Roth also took a jab at Publicis when discussing IPG’s integration of Acxiom’s Marketing Solutions business, which it acquired for $2.3 billion in 2018. (IPG has since launched a new marketing intelligence unit called Kinesso, which works across its network of agencies to strengthen the impact of traditional and addressable media through the use of Acxiom’s data.)
“In respect to Acxiom, we’re pretty much done [integrating it],” Roth said. “If you look at some of our competitors, they’re still integrating companies that they bought five years ago, and now they have new ones.”
The comment was a not-so-veiled dig at Publicis.
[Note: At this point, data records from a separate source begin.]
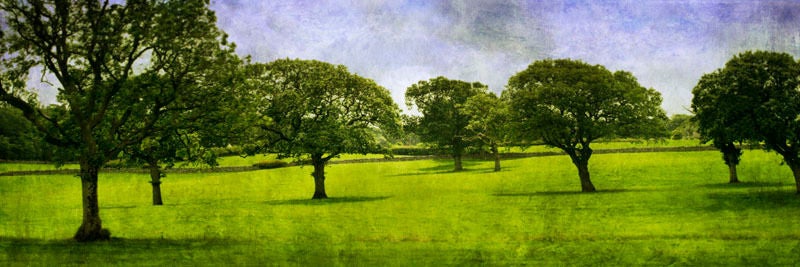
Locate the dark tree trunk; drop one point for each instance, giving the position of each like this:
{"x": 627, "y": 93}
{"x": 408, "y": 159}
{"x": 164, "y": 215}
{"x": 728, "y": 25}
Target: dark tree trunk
{"x": 731, "y": 154}
{"x": 458, "y": 151}
{"x": 583, "y": 173}
{"x": 91, "y": 228}
{"x": 734, "y": 177}
{"x": 458, "y": 164}
{"x": 580, "y": 157}
{"x": 155, "y": 180}
{"x": 496, "y": 155}
{"x": 319, "y": 177}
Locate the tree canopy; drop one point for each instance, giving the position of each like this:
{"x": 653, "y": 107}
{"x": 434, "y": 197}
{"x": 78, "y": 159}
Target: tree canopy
{"x": 754, "y": 98}
{"x": 443, "y": 122}
{"x": 723, "y": 117}
{"x": 489, "y": 121}
{"x": 314, "y": 110}
{"x": 105, "y": 58}
{"x": 569, "y": 104}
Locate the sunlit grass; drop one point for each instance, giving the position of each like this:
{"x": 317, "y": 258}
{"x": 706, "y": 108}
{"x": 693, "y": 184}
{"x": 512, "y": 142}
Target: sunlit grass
{"x": 652, "y": 208}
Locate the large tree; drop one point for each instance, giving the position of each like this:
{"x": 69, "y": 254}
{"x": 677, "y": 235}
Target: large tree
{"x": 444, "y": 122}
{"x": 723, "y": 118}
{"x": 312, "y": 110}
{"x": 569, "y": 104}
{"x": 758, "y": 101}
{"x": 101, "y": 54}
{"x": 489, "y": 121}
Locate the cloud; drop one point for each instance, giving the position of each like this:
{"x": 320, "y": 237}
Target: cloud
{"x": 667, "y": 45}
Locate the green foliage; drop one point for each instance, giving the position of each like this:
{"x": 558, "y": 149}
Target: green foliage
{"x": 661, "y": 209}
{"x": 683, "y": 126}
{"x": 569, "y": 104}
{"x": 489, "y": 118}
{"x": 19, "y": 139}
{"x": 444, "y": 122}
{"x": 754, "y": 99}
{"x": 118, "y": 70}
{"x": 270, "y": 164}
{"x": 307, "y": 107}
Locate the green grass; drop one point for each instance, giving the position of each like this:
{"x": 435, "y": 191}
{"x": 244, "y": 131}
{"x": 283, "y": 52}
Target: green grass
{"x": 653, "y": 209}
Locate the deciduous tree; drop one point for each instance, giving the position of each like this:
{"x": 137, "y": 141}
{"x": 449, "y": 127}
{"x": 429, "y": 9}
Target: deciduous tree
{"x": 100, "y": 53}
{"x": 756, "y": 99}
{"x": 489, "y": 121}
{"x": 723, "y": 118}
{"x": 315, "y": 111}
{"x": 569, "y": 104}
{"x": 443, "y": 122}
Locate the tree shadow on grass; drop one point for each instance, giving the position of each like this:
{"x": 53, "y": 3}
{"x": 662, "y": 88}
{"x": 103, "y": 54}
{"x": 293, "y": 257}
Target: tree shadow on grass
{"x": 123, "y": 243}
{"x": 117, "y": 207}
{"x": 124, "y": 251}
{"x": 763, "y": 200}
{"x": 746, "y": 185}
{"x": 327, "y": 201}
{"x": 447, "y": 168}
{"x": 568, "y": 193}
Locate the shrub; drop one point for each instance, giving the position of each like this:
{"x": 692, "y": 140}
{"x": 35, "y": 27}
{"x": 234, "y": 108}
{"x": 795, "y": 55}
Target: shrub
{"x": 270, "y": 164}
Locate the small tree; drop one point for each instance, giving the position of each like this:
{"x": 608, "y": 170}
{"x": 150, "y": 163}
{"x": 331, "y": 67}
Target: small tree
{"x": 443, "y": 122}
{"x": 722, "y": 118}
{"x": 99, "y": 52}
{"x": 313, "y": 110}
{"x": 568, "y": 104}
{"x": 758, "y": 96}
{"x": 489, "y": 121}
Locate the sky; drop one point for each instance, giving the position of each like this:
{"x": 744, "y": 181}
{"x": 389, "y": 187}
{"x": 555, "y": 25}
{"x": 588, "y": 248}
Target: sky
{"x": 667, "y": 45}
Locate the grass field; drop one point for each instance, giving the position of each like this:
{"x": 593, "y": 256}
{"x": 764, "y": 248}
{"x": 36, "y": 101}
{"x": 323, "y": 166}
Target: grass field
{"x": 653, "y": 209}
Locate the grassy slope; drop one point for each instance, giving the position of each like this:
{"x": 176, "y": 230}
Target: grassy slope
{"x": 655, "y": 208}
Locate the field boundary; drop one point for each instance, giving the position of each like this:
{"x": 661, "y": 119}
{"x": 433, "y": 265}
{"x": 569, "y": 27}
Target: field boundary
{"x": 483, "y": 156}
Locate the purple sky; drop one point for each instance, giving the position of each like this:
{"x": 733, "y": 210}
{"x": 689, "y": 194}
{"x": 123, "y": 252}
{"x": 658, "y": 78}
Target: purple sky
{"x": 668, "y": 45}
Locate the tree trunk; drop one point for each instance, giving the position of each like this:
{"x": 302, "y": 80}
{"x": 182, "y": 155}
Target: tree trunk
{"x": 319, "y": 177}
{"x": 583, "y": 173}
{"x": 458, "y": 150}
{"x": 795, "y": 166}
{"x": 91, "y": 228}
{"x": 580, "y": 157}
{"x": 155, "y": 180}
{"x": 734, "y": 178}
{"x": 731, "y": 155}
{"x": 496, "y": 155}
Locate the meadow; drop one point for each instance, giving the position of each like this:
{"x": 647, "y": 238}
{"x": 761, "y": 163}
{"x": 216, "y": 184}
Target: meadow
{"x": 652, "y": 209}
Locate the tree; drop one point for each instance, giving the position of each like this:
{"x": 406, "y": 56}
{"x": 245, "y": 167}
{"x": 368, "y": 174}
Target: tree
{"x": 19, "y": 140}
{"x": 312, "y": 110}
{"x": 443, "y": 122}
{"x": 490, "y": 121}
{"x": 568, "y": 104}
{"x": 100, "y": 54}
{"x": 198, "y": 79}
{"x": 758, "y": 102}
{"x": 722, "y": 118}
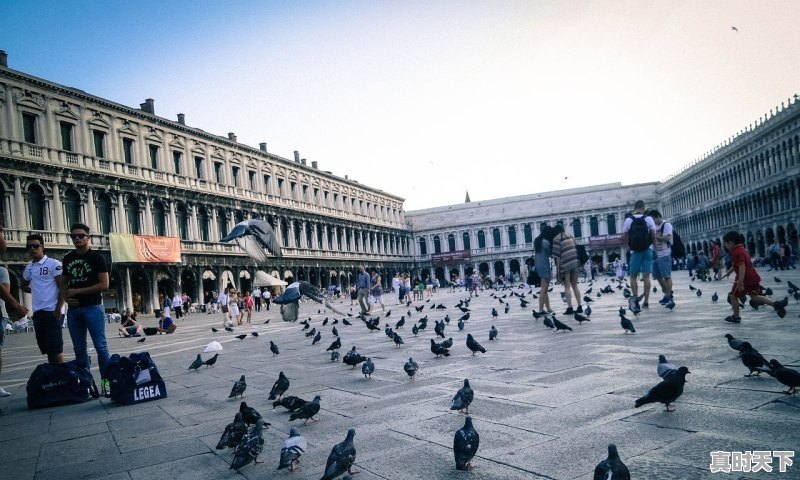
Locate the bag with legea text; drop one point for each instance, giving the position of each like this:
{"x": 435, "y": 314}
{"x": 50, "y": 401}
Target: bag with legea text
{"x": 60, "y": 384}
{"x": 134, "y": 379}
{"x": 639, "y": 234}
The French holding company has been widely criticized for its ineffectiveness to integrate Sapient, the digital network it bought for $3.7 billion in 2014—especially now in light of its recent $4.4 billion purchase of data-marketing conglomerate Epsilon.
To add insult to injury, Roth also pointed to IPG’s recent organic growth numbers, which he called “impressive” given that the company faced “4.8 percent of headwinds" in the U.S. in the third quarter. In October, despite those headwinds, IPG reported organic growth of 3.5 percent for the first nine months of 2019, and estimated that figure to be “at the high-end” of 2 percent to 3 percent for the full year.
Publicis, on the other hand, has been struggling to post organic growth (the company forecasts it will decline 2.5 percent in the full 2019 year). In a recent internal memo, Publicis Groupe Chairman-CEO Arthur Sadoun told employees that achieving organic growth in 2020 “is in the hands of everyone, and we’re expecting everyone to deliver.” WPP, which has also struggled in this area, returned to organic growth of 1.8 percent in the recent third quarter reported in October.
Correction: An earlier version of this story stated that IPG faced 4.8 percent of headwinds this year; that was actually in the third quarter. It also stated that the company reported 3.5 percent organic growth in the first half of the year; that should have read versus the first nine months of 2019.